What happens is that our bodies decide to do something. We then use our Rational Brain to justify what we have done. And we’re great at justifying what we’ve done.

The light of the Rational Brain isn’t the light of day but the searing radiation of noon in Death Valley. It isn’t about seeing things as they are but justifying what one is doing.

There may be some times when rationality comes into play on its own but it’s rare and extremely uncomfortable. Which is why no one wants to go through Warren Kinston’s THEE Online.

Most of the time workers are smart enough to see these things as what they are and avoid making any comments about their boss except “Wow i sure do love him!” or “She sure is a great boss!”

For the boss it’s slightly different. Your boss may never have bothered looking at your faults, beyond your performance numbers. “Hank hits his numbers and his employee turnover is better than most.
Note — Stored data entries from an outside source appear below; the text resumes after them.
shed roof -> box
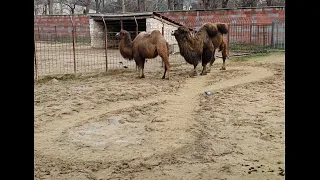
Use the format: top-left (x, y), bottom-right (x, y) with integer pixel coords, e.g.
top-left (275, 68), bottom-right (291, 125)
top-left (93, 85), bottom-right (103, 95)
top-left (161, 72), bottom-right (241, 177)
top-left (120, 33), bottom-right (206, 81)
top-left (89, 12), bottom-right (184, 27)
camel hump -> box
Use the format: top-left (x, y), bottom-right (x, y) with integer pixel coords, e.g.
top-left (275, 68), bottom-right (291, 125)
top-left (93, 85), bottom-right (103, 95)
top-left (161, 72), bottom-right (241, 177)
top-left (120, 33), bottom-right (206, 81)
top-left (151, 30), bottom-right (162, 35)
top-left (216, 23), bottom-right (229, 34)
top-left (201, 23), bottom-right (218, 37)
top-left (201, 22), bottom-right (228, 37)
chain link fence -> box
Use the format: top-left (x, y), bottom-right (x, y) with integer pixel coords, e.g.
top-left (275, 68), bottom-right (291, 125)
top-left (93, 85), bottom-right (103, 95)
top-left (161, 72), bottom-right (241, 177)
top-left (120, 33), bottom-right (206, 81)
top-left (34, 15), bottom-right (284, 81)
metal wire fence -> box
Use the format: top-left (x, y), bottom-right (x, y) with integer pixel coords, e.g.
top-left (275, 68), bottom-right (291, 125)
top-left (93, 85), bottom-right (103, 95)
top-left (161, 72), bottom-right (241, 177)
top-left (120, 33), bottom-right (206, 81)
top-left (34, 15), bottom-right (284, 80)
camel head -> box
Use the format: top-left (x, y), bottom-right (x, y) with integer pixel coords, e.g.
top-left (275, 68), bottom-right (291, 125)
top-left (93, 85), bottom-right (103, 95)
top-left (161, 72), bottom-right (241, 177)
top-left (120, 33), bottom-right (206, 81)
top-left (115, 29), bottom-right (131, 40)
top-left (171, 26), bottom-right (192, 41)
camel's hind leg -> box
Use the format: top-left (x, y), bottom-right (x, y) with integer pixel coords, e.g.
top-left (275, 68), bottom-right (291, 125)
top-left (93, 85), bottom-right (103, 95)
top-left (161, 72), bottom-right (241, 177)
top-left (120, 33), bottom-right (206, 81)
top-left (200, 61), bottom-right (208, 75)
top-left (220, 47), bottom-right (227, 70)
top-left (158, 45), bottom-right (170, 79)
top-left (162, 65), bottom-right (168, 79)
top-left (220, 41), bottom-right (227, 70)
top-left (207, 49), bottom-right (216, 73)
top-left (140, 59), bottom-right (146, 78)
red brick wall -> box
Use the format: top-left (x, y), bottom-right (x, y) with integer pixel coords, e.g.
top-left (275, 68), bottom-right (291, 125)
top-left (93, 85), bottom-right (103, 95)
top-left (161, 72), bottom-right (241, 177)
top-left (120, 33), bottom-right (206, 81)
top-left (159, 7), bottom-right (285, 28)
top-left (34, 15), bottom-right (90, 35)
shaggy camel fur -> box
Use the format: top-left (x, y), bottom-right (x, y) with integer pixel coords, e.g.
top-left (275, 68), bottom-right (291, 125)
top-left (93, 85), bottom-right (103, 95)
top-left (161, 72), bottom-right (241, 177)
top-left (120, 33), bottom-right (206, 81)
top-left (172, 22), bottom-right (228, 76)
top-left (116, 29), bottom-right (171, 79)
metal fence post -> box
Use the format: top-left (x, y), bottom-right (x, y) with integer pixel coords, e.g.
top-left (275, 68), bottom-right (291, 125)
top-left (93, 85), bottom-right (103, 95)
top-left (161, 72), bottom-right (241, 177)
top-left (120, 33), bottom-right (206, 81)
top-left (134, 16), bottom-right (139, 71)
top-left (55, 26), bottom-right (57, 41)
top-left (160, 15), bottom-right (164, 68)
top-left (249, 24), bottom-right (252, 51)
top-left (271, 21), bottom-right (275, 48)
top-left (34, 31), bottom-right (38, 81)
top-left (276, 23), bottom-right (279, 49)
top-left (227, 24), bottom-right (230, 58)
top-left (70, 16), bottom-right (77, 75)
top-left (102, 16), bottom-right (108, 72)
top-left (38, 27), bottom-right (40, 40)
top-left (263, 25), bottom-right (266, 47)
top-left (134, 16), bottom-right (138, 37)
top-left (120, 19), bottom-right (123, 29)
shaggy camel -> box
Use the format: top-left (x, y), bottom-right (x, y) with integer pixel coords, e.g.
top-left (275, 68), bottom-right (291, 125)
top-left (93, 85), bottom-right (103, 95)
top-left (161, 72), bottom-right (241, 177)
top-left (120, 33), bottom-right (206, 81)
top-left (172, 22), bottom-right (228, 76)
top-left (116, 30), bottom-right (171, 79)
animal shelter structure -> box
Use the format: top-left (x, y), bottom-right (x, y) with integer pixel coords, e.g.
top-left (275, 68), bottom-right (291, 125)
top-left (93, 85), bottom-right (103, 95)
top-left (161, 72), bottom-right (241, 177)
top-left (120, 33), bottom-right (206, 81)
top-left (89, 12), bottom-right (184, 53)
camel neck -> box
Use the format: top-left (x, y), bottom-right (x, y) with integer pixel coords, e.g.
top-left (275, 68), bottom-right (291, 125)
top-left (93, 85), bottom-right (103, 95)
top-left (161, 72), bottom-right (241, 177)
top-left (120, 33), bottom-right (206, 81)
top-left (122, 37), bottom-right (132, 48)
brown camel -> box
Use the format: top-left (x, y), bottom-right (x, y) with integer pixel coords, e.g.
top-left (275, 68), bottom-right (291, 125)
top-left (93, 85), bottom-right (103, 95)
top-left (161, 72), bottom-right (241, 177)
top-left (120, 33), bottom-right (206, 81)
top-left (172, 22), bottom-right (228, 76)
top-left (116, 29), bottom-right (171, 79)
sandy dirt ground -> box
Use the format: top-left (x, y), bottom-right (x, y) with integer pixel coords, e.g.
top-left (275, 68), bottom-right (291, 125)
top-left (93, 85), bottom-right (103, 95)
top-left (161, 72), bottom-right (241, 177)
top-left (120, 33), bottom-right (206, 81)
top-left (34, 52), bottom-right (285, 180)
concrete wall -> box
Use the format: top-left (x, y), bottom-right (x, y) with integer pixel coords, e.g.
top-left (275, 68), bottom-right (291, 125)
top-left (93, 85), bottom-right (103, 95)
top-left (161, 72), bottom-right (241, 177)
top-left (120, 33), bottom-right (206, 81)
top-left (89, 19), bottom-right (105, 48)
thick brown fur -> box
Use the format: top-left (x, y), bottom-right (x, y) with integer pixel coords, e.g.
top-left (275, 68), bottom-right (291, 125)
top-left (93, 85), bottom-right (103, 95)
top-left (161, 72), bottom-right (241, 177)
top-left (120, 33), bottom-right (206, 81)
top-left (207, 23), bottom-right (229, 72)
top-left (116, 29), bottom-right (170, 79)
top-left (172, 22), bottom-right (229, 76)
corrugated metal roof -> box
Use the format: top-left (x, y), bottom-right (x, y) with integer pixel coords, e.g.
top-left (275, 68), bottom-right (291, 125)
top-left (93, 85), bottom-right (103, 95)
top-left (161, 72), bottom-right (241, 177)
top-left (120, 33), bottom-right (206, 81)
top-left (89, 12), bottom-right (184, 27)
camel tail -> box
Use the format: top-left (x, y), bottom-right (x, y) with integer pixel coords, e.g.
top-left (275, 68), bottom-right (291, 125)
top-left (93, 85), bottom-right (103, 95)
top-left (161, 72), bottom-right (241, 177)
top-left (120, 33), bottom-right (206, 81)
top-left (216, 23), bottom-right (229, 34)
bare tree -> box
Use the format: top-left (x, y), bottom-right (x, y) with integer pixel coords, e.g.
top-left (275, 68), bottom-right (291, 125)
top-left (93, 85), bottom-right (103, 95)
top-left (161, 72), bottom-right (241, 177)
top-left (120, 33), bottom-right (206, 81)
top-left (48, 0), bottom-right (53, 14)
top-left (34, 0), bottom-right (45, 15)
top-left (265, 0), bottom-right (284, 6)
top-left (174, 0), bottom-right (184, 10)
top-left (94, 0), bottom-right (102, 13)
top-left (222, 0), bottom-right (229, 8)
top-left (138, 0), bottom-right (145, 12)
top-left (200, 0), bottom-right (219, 10)
top-left (60, 0), bottom-right (91, 14)
top-left (239, 0), bottom-right (258, 7)
top-left (168, 0), bottom-right (173, 10)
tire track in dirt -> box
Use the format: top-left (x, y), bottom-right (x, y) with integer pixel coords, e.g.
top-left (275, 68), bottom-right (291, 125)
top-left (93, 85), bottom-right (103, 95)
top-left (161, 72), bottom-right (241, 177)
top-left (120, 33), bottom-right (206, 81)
top-left (140, 66), bottom-right (274, 155)
top-left (35, 66), bottom-right (273, 163)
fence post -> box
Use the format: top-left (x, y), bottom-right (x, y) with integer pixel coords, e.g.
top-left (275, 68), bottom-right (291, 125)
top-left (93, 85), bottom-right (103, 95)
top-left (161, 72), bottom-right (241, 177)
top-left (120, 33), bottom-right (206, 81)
top-left (276, 23), bottom-right (279, 48)
top-left (134, 16), bottom-right (138, 37)
top-left (227, 23), bottom-right (230, 58)
top-left (70, 16), bottom-right (76, 75)
top-left (160, 15), bottom-right (164, 68)
top-left (55, 26), bottom-right (57, 41)
top-left (38, 27), bottom-right (40, 40)
top-left (34, 31), bottom-right (38, 82)
top-left (263, 25), bottom-right (266, 47)
top-left (134, 16), bottom-right (138, 71)
top-left (249, 24), bottom-right (252, 51)
top-left (102, 16), bottom-right (108, 72)
top-left (270, 21), bottom-right (274, 48)
top-left (120, 19), bottom-right (123, 29)
top-left (283, 22), bottom-right (285, 49)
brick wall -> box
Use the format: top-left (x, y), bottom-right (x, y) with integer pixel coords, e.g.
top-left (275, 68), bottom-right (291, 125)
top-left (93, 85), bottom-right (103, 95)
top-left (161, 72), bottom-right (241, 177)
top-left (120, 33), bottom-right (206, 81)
top-left (34, 15), bottom-right (90, 37)
top-left (159, 7), bottom-right (285, 27)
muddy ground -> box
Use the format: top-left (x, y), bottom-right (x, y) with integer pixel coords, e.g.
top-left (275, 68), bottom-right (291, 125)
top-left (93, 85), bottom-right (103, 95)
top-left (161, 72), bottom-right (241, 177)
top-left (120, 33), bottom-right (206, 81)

He’s doing fine.”

But 360º reviews sometimes force reviewers to see bad things about you. “Dish the dirt!” they say. “You must know something! Tell us or we’ll gouge your eyes out with this stapler!”

Okay, maybe they don’t do that but they still often force people to evaluate your weaknesses. And once they start thinking about it they see that you’re not perfect.

It’s like asking a happily married couple to think about why they are happy: for the most part, that just leads to unhappiness, because in the end there’s no really good reason for the happiness, it just is.

Managerial judgment, straight-forward and decent, is more useful. As is what Nick Forrest calls “the wash up” of information from your subordinates.